My shower provides some nice acoustics, so I’ve chosen it as a place to exhibit my singing talents. In that small space I pour out passion and Pantene.
The only issue I have is that I prefer to keep my singing to myself, but have a roommate. I figure that even when I really think I’m having the performance of my life, my roommate probably doesn’t share my artistic vision. There are also those few, very few times when I try to hit a high note and end up cracking my voice like a teenage boy going through puberty.
Well, one afternoon I was relishing in the fact that my roommate was out and I had the entire apartment to myself. I stood in the shower and let water run over me as I belted out my best rendition of Beauty and the Beast’s “Little Town.” The only words that I actually know from that song are “There must be more than this provincial life.” But believe me, I sang those eight words.
I ran through a few of my other favorite tunes before turning off the water. As I emerged from my performing arts center, I saw them. Green post-it notes, covering my door. My roommate, who had arrived instants after I stepped into the bathroom, had heard every song and had done me the favor of quoting the lyrics I sang on post-its. It was essentially an instant replay of my shower.
She also drew a llama, which was supposed to be me, with musical notes coming out of its mouth. I looked up “llama sounds” on YouTube, and discovered that their noises are a cross between those of a goat and a seagull. This wasn’t exactly the sound I was going for with my rendition of Beauty and the Beast.
After this incident, I decided to find a new place to perform. On a Friday night at 2 a.m., I found that venue. I carried my laundry down to my apartment complex’s laundry room and discovered that it was a secluded, empty space. For all those readers who have a strong desire to sing, but can’t be heard by roommates, I have found your solution. I’m expecting to see a whole bunch of people singing in laundry rooms late at night now.
I put in my earphones and sang along to my iPod. I told the dryer to “call me maybe,” requested that the washer “quit playing games with my heart,” and told the Tide to “wash that man right out of my hair.” I then realized that I could combine my singing with dance moves. Clearly, things were getting a little crazy on a Friday night alone in the laundry room.

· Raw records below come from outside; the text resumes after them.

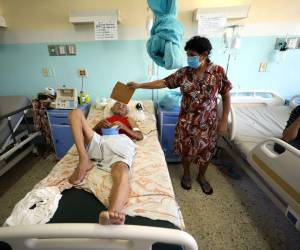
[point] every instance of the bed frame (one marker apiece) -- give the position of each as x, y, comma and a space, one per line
16, 141
91, 236
85, 233
261, 161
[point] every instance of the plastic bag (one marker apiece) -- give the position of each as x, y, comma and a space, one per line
171, 100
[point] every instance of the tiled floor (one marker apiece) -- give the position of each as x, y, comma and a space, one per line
237, 216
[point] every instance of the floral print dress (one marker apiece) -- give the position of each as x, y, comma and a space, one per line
196, 130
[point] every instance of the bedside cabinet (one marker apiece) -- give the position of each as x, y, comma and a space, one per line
167, 120
60, 129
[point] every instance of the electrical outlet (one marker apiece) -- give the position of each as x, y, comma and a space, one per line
262, 67
52, 50
45, 72
292, 43
82, 73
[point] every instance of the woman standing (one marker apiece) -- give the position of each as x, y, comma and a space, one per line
198, 125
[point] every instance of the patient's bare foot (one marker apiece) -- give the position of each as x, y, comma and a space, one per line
109, 218
80, 172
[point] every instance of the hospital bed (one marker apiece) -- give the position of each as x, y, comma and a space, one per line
16, 137
151, 210
256, 121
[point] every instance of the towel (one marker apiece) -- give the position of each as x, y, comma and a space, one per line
164, 45
37, 207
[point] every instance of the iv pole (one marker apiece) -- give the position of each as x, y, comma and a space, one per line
233, 43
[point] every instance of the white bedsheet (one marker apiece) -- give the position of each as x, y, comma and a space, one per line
253, 125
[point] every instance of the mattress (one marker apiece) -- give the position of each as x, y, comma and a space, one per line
254, 125
151, 195
10, 104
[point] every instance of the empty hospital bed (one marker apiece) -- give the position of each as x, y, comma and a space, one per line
257, 120
151, 211
16, 137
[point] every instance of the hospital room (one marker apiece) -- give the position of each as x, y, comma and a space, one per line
149, 124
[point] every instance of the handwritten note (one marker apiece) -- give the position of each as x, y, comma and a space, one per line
106, 28
210, 23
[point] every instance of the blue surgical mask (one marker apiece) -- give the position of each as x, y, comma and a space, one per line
193, 62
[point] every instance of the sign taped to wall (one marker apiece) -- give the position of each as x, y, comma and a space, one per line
106, 28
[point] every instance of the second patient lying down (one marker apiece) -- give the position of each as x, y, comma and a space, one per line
115, 154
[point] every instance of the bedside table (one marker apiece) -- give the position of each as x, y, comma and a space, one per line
60, 129
167, 120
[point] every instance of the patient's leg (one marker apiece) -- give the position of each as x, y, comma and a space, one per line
82, 135
119, 195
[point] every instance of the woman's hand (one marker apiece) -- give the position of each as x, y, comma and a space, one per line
222, 127
290, 133
120, 125
103, 124
133, 85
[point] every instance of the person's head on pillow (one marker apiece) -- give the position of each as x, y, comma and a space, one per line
119, 108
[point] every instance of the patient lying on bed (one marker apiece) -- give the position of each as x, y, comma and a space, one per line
114, 153
291, 134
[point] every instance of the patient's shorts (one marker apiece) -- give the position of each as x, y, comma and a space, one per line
109, 149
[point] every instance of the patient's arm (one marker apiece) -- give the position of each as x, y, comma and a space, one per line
135, 134
291, 132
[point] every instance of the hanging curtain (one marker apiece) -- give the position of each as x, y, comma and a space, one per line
164, 45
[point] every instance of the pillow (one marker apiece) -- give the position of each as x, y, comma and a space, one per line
295, 101
133, 112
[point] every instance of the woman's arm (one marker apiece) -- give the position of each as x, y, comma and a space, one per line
158, 84
222, 126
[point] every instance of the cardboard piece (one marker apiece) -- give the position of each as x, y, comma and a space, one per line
122, 93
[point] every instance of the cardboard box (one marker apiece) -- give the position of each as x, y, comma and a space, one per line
122, 93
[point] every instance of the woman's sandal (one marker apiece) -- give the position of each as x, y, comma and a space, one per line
186, 182
206, 186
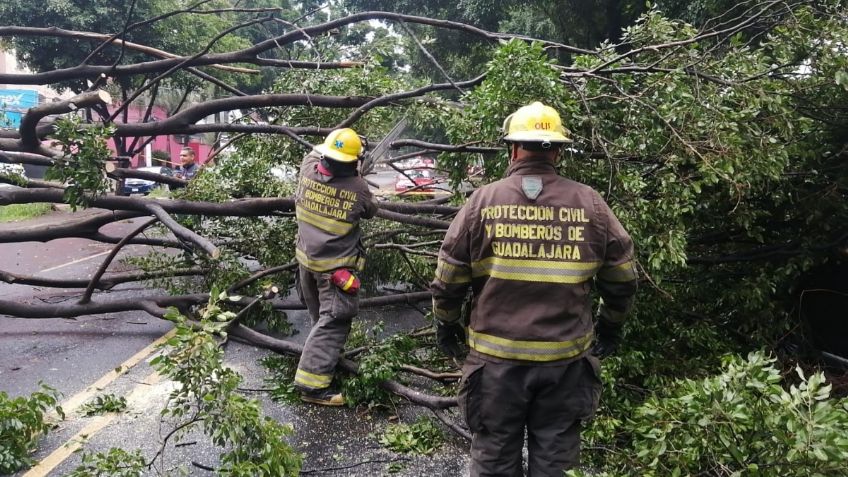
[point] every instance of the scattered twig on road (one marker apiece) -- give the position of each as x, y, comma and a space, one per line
201, 466
357, 464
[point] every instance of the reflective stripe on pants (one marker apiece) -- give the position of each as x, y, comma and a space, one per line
332, 312
498, 400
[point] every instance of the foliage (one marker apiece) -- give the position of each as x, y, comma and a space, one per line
518, 74
113, 463
104, 403
380, 363
22, 422
743, 421
423, 436
255, 445
84, 155
207, 397
16, 212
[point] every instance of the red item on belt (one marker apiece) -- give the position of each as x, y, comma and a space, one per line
345, 280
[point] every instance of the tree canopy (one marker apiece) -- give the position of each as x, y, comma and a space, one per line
715, 131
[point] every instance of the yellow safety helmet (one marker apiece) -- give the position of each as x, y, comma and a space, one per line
535, 123
342, 145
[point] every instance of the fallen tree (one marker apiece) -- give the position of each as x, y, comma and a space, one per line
721, 150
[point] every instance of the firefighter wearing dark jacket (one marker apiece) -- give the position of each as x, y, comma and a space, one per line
331, 198
530, 246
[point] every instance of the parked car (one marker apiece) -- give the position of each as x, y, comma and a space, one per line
420, 178
144, 186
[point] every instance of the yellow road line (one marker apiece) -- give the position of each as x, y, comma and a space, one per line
78, 399
96, 425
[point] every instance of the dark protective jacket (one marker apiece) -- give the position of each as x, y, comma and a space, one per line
530, 246
328, 211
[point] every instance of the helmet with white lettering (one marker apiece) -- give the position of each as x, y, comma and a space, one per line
342, 145
535, 123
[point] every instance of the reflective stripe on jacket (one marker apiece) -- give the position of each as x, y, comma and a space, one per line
531, 264
328, 210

I strutted up and down the tiles, shaking it, sprinkling it and Macarena-ing it. It was only then that a movement outside caught my eye. I stared, startled. As I looked up, I saw that the window was open. The lights created a glare on the window that made it difficult for me to see out, but quite easy for someone in the dark to see inside.
A minute later I heard the doorknob rattling. In walked a young man who lives in my complex. He began with, “I heard you singing and I came to see where the noise was coming from. I thought it was a CD!”
When I get embarrassed, I blush. I can guarantee I could have been mistaken for a lobster at this moment in time.
I said, “Thank you!” and tried to figure out why this man was delusional enough to compliment me. He walked over and said, “What were you singing?”
I had actually been singing a song called “Place in this World” that came out in the 90s. To my shock, he replied, “Oh, I know that one! Let’s sing it together!”
I tried to refuse, but he insisted. So I took one earphone and he took the other and together we sang “Place in this World” at 2:15 a.m. alone in the laundry room. At the time, the only place in the world I wanted to be was hiding under a rock in embarrassment. I half sang, half spoke the words as I blushed continually. He kept saying, “Come on, louder! Louder! Really sing it!” Until my laundry was washed and dried, I remained in that laundry room talking to this man and singing all the 90s songs on my iPod.